Senator McCain announced he is suspending his campaign to return to Washington and focus on the "historic" crisis facing the U.S. economy:
McCain said it was time for both parties to come together to solve economic crisis.McCain also urged organizers of Friday's presidential debate to postpone the event and for President Bush to convene a meeting with the Congressional leadership.
The Arizona senator called on his Democratic rival, Barack Obama, to do the same.
The Obama campaign announced that Obama would make a statement shortly.
Watch Senator McCain's announcement:
McCain once again proves he is the more grown-up presidential contender by putting "Country First."

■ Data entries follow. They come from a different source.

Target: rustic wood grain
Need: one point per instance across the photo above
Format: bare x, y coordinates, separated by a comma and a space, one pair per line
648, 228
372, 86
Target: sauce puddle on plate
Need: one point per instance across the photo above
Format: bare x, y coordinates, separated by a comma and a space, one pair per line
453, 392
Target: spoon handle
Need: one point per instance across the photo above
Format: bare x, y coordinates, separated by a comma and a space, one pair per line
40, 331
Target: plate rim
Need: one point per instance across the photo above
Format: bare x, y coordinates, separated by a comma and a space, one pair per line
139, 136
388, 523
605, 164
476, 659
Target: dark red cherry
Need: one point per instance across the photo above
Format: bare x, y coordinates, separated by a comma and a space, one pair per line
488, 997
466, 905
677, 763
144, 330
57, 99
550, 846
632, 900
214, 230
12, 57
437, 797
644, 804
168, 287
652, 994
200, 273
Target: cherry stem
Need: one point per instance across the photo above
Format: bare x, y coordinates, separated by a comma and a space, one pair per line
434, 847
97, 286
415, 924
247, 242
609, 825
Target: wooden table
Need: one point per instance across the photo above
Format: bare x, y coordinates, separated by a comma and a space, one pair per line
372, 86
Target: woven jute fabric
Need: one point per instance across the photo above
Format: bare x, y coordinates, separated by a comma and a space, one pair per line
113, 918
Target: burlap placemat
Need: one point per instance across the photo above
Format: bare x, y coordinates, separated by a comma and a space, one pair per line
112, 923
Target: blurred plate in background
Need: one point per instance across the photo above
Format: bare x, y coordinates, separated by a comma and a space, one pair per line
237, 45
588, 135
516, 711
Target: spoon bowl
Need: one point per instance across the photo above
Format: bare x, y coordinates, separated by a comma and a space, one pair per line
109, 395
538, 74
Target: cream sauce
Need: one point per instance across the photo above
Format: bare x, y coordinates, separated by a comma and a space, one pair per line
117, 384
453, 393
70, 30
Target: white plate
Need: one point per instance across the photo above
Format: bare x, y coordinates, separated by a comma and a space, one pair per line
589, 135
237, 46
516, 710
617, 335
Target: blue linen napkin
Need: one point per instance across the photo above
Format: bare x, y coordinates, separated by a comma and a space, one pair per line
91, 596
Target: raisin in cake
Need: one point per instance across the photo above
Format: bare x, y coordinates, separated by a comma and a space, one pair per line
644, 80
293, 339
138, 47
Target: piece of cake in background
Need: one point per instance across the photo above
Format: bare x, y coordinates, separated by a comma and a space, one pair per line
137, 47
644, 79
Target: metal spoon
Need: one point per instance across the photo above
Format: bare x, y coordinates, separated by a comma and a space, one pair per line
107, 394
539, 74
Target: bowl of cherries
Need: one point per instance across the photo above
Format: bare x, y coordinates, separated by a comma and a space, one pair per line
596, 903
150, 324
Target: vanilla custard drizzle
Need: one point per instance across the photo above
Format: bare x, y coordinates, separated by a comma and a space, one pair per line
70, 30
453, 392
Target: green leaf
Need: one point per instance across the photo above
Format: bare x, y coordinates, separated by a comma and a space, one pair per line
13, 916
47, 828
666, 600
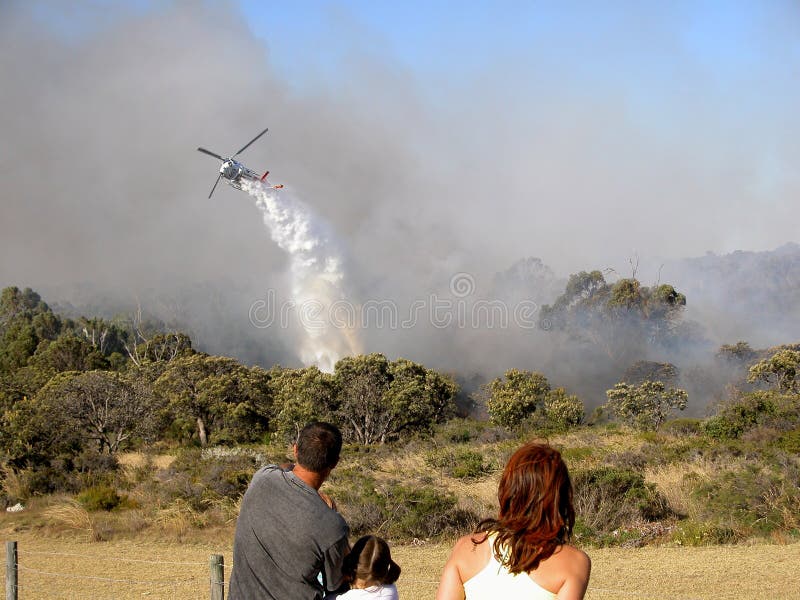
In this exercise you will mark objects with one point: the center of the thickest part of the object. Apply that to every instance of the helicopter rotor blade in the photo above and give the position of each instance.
(247, 145)
(204, 151)
(215, 186)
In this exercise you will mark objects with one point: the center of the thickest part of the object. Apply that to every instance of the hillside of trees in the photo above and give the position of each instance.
(78, 395)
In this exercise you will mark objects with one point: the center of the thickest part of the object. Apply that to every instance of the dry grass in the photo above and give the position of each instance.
(62, 569)
(72, 515)
(672, 480)
(140, 459)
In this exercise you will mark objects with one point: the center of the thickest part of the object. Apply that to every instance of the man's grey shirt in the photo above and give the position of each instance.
(285, 537)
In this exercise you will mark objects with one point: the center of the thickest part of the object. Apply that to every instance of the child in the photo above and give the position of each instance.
(370, 570)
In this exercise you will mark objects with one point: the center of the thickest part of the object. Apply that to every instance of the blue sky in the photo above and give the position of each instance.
(608, 111)
(453, 39)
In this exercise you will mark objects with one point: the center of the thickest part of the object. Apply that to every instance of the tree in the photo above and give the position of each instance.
(216, 393)
(379, 400)
(647, 370)
(515, 397)
(68, 352)
(618, 318)
(563, 410)
(363, 381)
(738, 353)
(106, 407)
(299, 397)
(25, 321)
(647, 405)
(780, 370)
(419, 397)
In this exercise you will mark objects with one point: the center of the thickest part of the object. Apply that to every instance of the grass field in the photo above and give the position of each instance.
(61, 568)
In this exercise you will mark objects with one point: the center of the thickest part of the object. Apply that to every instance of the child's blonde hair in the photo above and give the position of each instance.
(371, 562)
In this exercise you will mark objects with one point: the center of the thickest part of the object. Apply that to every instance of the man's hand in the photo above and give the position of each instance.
(328, 500)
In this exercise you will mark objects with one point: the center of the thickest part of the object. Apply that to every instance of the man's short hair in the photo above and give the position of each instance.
(318, 446)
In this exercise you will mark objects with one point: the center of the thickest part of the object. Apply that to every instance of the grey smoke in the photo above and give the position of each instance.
(104, 197)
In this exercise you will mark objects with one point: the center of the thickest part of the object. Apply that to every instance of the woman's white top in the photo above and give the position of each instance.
(494, 581)
(376, 592)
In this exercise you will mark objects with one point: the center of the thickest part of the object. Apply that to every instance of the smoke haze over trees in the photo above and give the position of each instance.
(104, 206)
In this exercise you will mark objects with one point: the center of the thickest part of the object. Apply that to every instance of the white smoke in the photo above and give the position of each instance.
(317, 274)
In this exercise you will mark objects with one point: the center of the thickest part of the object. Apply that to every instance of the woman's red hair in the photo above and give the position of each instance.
(536, 511)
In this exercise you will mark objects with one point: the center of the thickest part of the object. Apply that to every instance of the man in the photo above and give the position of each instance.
(287, 535)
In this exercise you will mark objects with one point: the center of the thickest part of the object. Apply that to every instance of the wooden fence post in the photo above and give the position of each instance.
(217, 577)
(11, 570)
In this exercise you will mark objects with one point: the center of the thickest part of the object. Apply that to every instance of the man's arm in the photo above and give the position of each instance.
(332, 564)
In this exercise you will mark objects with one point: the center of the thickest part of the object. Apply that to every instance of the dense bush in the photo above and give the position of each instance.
(609, 498)
(397, 511)
(100, 497)
(752, 500)
(759, 408)
(202, 477)
(461, 463)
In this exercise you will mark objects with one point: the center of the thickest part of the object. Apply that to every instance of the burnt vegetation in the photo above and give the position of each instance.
(78, 396)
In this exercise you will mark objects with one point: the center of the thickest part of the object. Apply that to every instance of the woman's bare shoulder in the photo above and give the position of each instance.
(569, 554)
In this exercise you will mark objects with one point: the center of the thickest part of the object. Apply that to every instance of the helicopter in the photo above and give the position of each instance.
(234, 171)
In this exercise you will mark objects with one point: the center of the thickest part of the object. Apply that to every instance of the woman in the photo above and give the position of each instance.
(524, 552)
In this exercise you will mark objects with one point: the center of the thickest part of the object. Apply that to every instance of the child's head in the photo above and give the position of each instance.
(370, 562)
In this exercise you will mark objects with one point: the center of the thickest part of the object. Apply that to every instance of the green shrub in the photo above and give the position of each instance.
(562, 411)
(754, 500)
(682, 427)
(609, 498)
(100, 497)
(461, 463)
(790, 441)
(752, 410)
(690, 533)
(398, 511)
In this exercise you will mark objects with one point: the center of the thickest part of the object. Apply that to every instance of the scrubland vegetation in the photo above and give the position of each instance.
(113, 430)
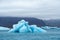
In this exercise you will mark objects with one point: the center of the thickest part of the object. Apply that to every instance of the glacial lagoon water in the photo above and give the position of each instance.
(52, 34)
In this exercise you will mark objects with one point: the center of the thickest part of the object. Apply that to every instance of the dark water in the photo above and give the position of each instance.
(52, 34)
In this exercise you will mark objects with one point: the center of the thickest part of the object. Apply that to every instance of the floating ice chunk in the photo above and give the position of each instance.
(4, 28)
(24, 27)
(37, 29)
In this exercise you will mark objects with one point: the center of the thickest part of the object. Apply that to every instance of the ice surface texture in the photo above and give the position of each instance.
(4, 28)
(23, 27)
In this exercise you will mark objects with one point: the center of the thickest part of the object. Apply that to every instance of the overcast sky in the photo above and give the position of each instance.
(45, 9)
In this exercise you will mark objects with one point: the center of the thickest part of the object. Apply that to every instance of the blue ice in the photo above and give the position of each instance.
(4, 28)
(23, 27)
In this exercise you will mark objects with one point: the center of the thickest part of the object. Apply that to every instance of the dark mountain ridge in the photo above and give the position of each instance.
(9, 21)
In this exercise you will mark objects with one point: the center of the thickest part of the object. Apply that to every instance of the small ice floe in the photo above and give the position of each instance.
(23, 27)
(4, 28)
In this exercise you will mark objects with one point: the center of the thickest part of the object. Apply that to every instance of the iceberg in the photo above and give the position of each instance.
(4, 28)
(23, 27)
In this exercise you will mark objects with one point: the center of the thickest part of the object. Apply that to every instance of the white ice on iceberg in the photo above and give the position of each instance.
(23, 27)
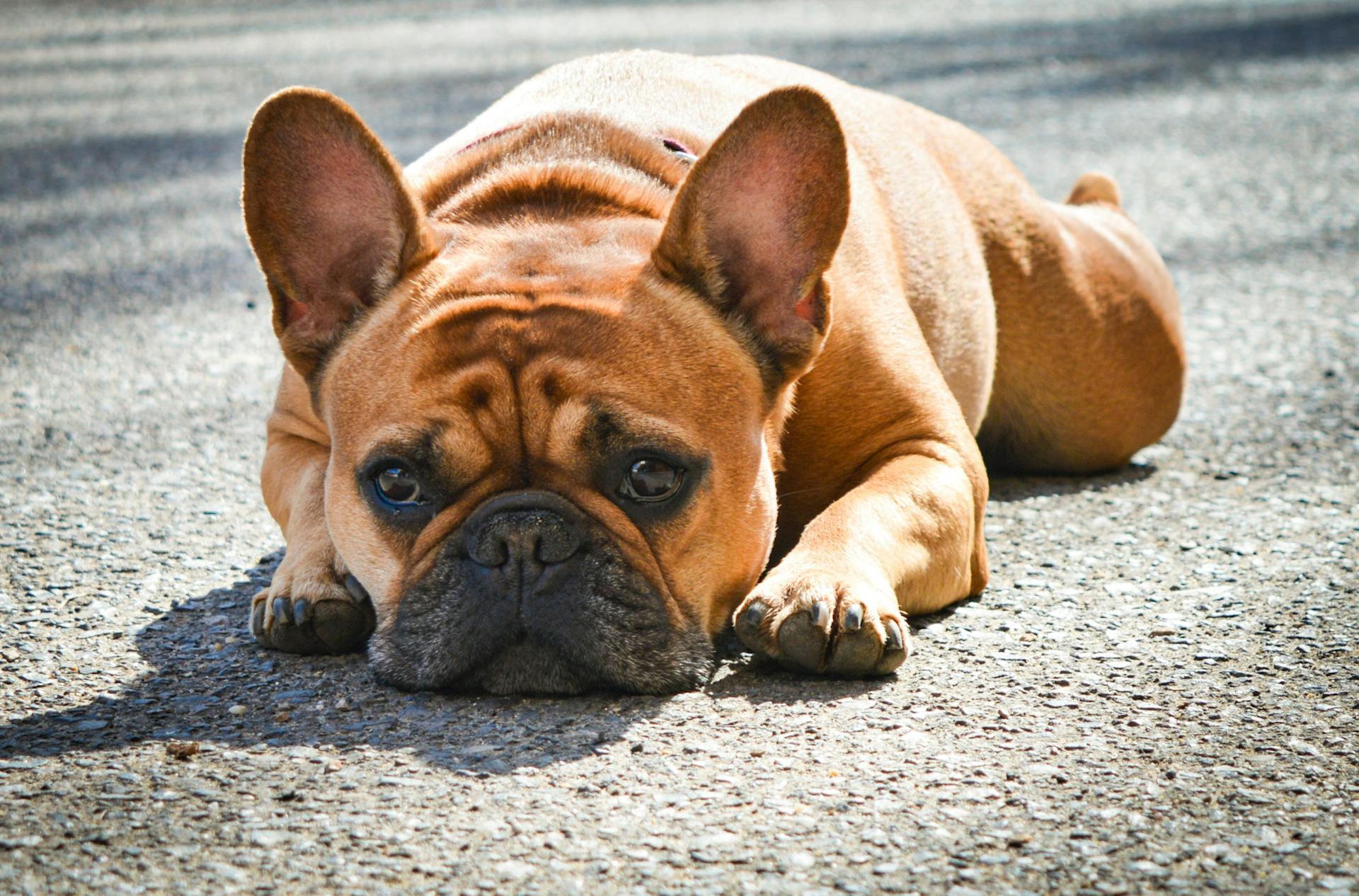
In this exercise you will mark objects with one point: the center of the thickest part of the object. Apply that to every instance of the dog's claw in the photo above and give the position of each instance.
(817, 621)
(328, 620)
(257, 620)
(820, 612)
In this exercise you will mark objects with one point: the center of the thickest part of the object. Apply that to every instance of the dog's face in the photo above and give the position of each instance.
(554, 422)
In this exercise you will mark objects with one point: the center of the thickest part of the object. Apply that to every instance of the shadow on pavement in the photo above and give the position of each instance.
(208, 682)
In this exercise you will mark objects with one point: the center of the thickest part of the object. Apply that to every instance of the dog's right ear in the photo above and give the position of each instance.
(329, 217)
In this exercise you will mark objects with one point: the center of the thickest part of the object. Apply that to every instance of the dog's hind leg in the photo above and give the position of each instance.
(1090, 355)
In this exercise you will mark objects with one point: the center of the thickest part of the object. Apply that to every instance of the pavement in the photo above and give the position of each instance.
(1157, 694)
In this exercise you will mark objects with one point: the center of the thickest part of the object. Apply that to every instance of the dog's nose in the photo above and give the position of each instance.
(524, 531)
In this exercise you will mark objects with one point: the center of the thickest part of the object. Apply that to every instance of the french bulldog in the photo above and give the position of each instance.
(661, 344)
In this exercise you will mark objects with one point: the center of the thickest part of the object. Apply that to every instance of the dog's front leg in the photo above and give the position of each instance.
(904, 539)
(307, 608)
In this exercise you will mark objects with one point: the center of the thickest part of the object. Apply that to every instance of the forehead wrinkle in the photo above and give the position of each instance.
(641, 426)
(464, 309)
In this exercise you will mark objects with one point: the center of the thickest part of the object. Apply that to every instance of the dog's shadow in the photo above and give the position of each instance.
(208, 682)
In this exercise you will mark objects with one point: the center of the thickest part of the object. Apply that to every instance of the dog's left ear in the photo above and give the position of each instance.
(329, 217)
(759, 221)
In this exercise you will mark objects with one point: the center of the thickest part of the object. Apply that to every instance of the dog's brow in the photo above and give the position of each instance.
(462, 308)
(613, 426)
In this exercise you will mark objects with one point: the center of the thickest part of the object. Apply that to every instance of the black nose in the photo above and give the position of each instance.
(524, 532)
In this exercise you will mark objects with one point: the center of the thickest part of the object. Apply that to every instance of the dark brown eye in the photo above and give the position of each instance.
(397, 487)
(651, 479)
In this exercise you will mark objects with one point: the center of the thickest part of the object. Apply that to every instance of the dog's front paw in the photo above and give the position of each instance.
(820, 621)
(310, 611)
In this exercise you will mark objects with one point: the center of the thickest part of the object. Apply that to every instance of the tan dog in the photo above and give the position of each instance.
(559, 391)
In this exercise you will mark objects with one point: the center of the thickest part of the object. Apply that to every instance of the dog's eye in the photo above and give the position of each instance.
(651, 479)
(398, 487)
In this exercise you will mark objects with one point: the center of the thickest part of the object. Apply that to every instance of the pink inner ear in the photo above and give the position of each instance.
(345, 233)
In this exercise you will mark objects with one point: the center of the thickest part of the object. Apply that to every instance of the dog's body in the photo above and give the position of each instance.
(858, 311)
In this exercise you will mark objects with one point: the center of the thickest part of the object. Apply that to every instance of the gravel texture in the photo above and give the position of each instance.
(1158, 692)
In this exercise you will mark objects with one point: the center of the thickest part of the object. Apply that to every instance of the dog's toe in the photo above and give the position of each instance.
(329, 623)
(817, 621)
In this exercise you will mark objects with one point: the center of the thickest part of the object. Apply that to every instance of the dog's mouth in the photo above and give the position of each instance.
(586, 621)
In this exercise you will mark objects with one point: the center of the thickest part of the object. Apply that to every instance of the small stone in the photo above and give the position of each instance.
(183, 749)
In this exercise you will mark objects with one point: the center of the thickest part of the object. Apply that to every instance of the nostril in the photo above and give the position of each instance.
(511, 537)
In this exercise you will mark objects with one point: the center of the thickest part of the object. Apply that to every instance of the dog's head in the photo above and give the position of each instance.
(554, 382)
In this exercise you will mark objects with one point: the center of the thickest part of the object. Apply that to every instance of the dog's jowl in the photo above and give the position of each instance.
(658, 344)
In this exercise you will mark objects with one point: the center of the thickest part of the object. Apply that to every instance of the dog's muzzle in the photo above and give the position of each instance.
(530, 595)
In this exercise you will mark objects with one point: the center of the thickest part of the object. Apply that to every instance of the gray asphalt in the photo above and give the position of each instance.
(1157, 694)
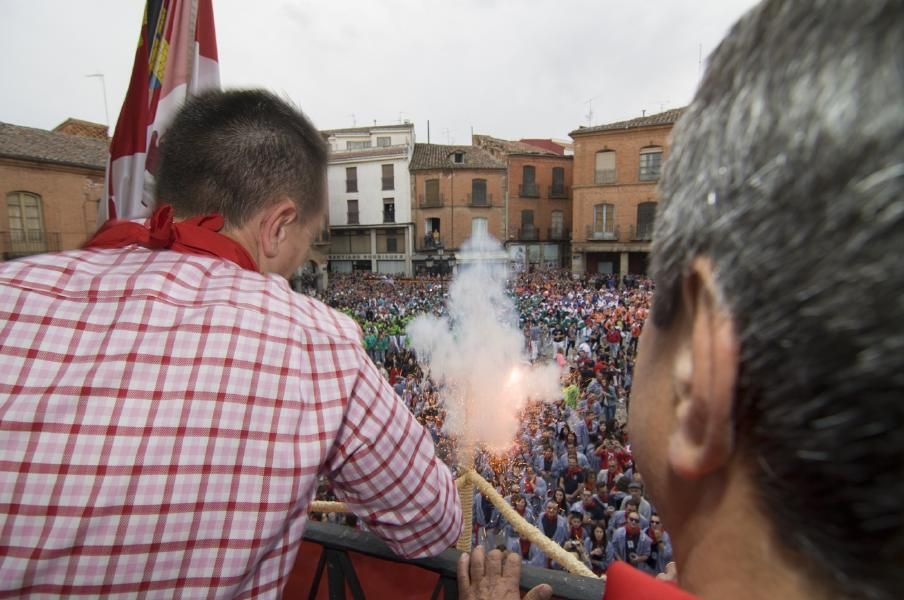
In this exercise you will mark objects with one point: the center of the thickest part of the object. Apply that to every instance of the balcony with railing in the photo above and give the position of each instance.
(604, 176)
(480, 200)
(602, 233)
(558, 191)
(432, 242)
(642, 232)
(558, 234)
(529, 190)
(18, 243)
(431, 201)
(529, 233)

As my esteemed RedState colleague, Brian Faughnan, put it:
It seems to me that McCain has been trying, nine ways to Sunday, to show the American people that he is the responsible, serious, bipartisan candidate in this race. Let's do townhalls together. Let's have unity government. Let's suspend politics for Katrina. Let's go to Iraq together.
Media reports indicate congressional Democrats and Republicans alike are anxiously looking to Senator McCain for guidance on the proposed bailout package for the financial sector.
According to U.S. News Political Bulletin, stories suggest McCain's stance on the bail out could prove decisive to its passage. ABC World News, reported McCain "may hold the fate of the $700 billion bailout proposal in his hands. Even with Vice President Dick Cheney lobbying hard for the bill today, top congressional Republicans say if McCain does not support the bill, it will likely die" and "Democratic leaders have told the White House a deal without McCain on board will mean no sale."
Roll Call adds, "According to a Democratic aide familiar with the discussions," Senate Majority Leader Harry Reid told Treasury Secretary Paulson "this week that 'if McCain didn't come out for this thing and come out for it quickly, it was going to begin bleeding Republican votes.' Democrats 'have a very real concern that opposition [from McCain] is going to drive away potential Republican votes,' this aide said."
It's good to see that McCain is taking this seriously, even if Mr. Obama does not. Last week McCain offered a five point plan for resolution of the financial crisis. I still haven't seen a proposed solution from Obama.